With a new wave of conservative initiatives meant to preserve people’s putatively god-given right to discriminate against people who are different from them cropping up across the United States, it seems time to revisit an issue that is growing exceedingly tiresome. The basic thrust of this recent batch of state-level legislation, enacted in Indiana and Arkansas and under work elsewhere, is that individuals have a right to disobey or ignore laws that would have them violate their religious ethics.The practical, real-world manifestation of these laws is anti-LGBTQ discrimination.

Let’s first take a moment to laugh at the very notion that anything like a coherent set of “religious ethics”, as a matter of actual practice, exists, rendering the boundaries of what does and does not count as protected behavior either infinite or sufficiently preferential to mark the legislation a clear violation of the Establishment Clause. Now that everyone has had a good chuckle, let’s pretend to take these laws seriously and suggest (as I’ve done elsewhere) that they come with a litmus test. Business owners can refuse to serve or employ any individual on religious grounds if – and only if – their refusal is consistently in strict adherence to a literal interpretation of the laws codified in whatever religious text they point to as a basis for their ethical decision-making.
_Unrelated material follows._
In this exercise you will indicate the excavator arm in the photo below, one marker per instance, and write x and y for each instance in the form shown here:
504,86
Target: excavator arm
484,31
This mitigates the slippery-slope problem of potentially infinite religious-based exclusions. Further, it would be the best means of proving that the business owner’s discriminatory practices are motivated by piety, rather than bigotry. Perhaps best of all, it would have the effect of driving every single one of these fuckwits – either by virtue of their senseless religious zealotry or savage bigotry – rapidly out of business.

Let’s not mince words here: I’m all for building an inclusive society, but improving that society demands that we brook no obstruction from its most regressive elements. Those among us who support universal equality shouldn’t feel burdened with a need to practice universal tolerance. People have a right to practice religion as they will in private, but when their beliefs trample the rights of others and become a millstone slowing social progress, it becomes practically incumbent upon the rest of us to ridicule, condemn, and ostracize them until they have been driven from our ranks and left to wallow in the shameful recesses of history with communist witch-hunts (and real witch-hunts, for that matter), Jim Crow laws, and slavery.

So, by all means, refuse to serve or employ people on religious grounds. Just be consistent in doing so. Best of luck in finding customers that aren’t in some way in violation of the Bible’s myriad, often nebulous, and occasionally contradictory strictures.